この一ヵ月間、数多の任務をこなしてきたリーアの謝罪。

今回の任務に初めて失敗をして帰ってきたのだった。
もちろん、幹部候補生であろうと失敗は許されない。

しかし目の前の少女はまだ幼すぎる。死や鮮血に慣れるのには幼すぎる。
なのに何故この小さな娘は血を平気でいられる?それはヴァリアーの中でも謎のままだった。


「ボスぅ…リーアを置いてかないでぇ…」


この年齢の『普通の』少女なら血にも無縁、この世界の者でも今まで任務を成功させていたのはかなり優秀だ。
ぽろぽろと大粒の涙を落とすリーアから視線を外す。


「……カスが。お前はまだ候補生だろう。失敗位当たり前だ」


お前にはまだやってもらう事がある、と静かな声色で話せばリーアはぱあぁっと顔を輝かせ、ザンザスの足元に走り寄った。


「ありがとーボス!だいすき!」


ぽふっと彼の膝にのしかかり嬉しそうに足をばたつかせる。
こうしていれば、年相応の少女に見える。


「…フン」


ザンザスは視線を扉へ向けると「いつまで聞き耳立ててるつもりだ。いい加減出てこいカス共」と睨みを効かせた。
すると潔く扉は開かれルッスーリアを始めとするいつもの面子が揃っていた。


「やーねぇボスってば気付いてたの?」
「!ルッスーママ!」
「しし、リーア泣いてやんの。泣き虫ー」
「リーア泣き虫じゃないもん!」


べーっと舌を出しベルに威嚇(?)するが相変わらずザンザスの膝に抱きついているリーア。

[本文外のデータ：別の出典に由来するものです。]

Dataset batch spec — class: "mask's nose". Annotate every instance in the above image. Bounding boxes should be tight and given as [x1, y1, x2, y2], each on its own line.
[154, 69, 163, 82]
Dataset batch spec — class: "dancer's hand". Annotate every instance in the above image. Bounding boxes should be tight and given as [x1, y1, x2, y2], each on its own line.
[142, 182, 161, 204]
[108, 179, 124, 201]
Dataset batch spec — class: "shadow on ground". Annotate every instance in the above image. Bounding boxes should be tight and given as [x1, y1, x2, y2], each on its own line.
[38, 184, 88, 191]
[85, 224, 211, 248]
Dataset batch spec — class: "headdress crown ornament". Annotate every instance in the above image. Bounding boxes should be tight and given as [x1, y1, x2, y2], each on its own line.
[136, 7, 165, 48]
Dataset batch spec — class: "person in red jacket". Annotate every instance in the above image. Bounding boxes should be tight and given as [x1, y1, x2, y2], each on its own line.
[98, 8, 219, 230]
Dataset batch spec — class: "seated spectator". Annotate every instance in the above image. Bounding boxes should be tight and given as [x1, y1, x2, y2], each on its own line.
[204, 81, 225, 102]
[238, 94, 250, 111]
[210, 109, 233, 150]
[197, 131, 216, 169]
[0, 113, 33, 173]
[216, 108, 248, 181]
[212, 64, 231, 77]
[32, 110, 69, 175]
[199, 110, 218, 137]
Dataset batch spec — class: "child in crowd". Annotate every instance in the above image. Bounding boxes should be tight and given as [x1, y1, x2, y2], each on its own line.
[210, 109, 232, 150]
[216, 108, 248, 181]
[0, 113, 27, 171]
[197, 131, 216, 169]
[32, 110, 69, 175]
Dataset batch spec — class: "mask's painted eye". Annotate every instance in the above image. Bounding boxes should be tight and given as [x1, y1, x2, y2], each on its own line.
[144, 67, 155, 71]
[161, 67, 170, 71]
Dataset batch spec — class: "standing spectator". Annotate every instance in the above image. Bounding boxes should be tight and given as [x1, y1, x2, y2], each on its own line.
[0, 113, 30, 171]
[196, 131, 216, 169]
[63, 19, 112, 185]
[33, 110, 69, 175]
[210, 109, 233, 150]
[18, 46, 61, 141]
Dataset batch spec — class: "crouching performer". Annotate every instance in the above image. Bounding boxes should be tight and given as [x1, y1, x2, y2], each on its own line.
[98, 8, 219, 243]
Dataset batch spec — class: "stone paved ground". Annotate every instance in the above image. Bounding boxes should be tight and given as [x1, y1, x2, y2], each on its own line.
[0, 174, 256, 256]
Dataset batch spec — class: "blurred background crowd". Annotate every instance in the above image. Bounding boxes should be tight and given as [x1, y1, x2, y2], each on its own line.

「う"お"ぉぉいザンザス!!ガキ泣かせるとは良い趣味してんじゃねぇかぁ!」
「ふざけるなカス。俺にそんな趣味はねぇ」


スクアーロがザンザスにちょっかい出す中、彼との会話が面倒になると予測したザンザスは立ち上がり自室から出ようとした。


「ボスぅ?」
「着いてこい。ガキは寝る時間だ」


首を傾げたリーアにそう告げると、またツカツカと歩きだした。
リーアも嬉しそうに頷き彼の後を駆け足で付いていった。


「ありゃあまるでひよこだなぁ」


スクアーロの呟きに、皆が頷いていた。





リーアの部屋に着き、中に入れば子供らしいぬいぐるみと反対に錬金術の本があちらこちらに見えていた。


「ボスっ」


ようやく着いたリーアに振り返りぽんと頭に手を乗せる。


「とっとと寝ろ、良いな」
「…うん、おやすみなさいボスっ」


そのまま振り返らず部屋を去るザンザスにリーアはパジャマに着替える。


「(…あいつの血馴れの意味は一体)」


ザンザスは意識の底に沈められていたそれを思い出し、再び自室に戻っていった。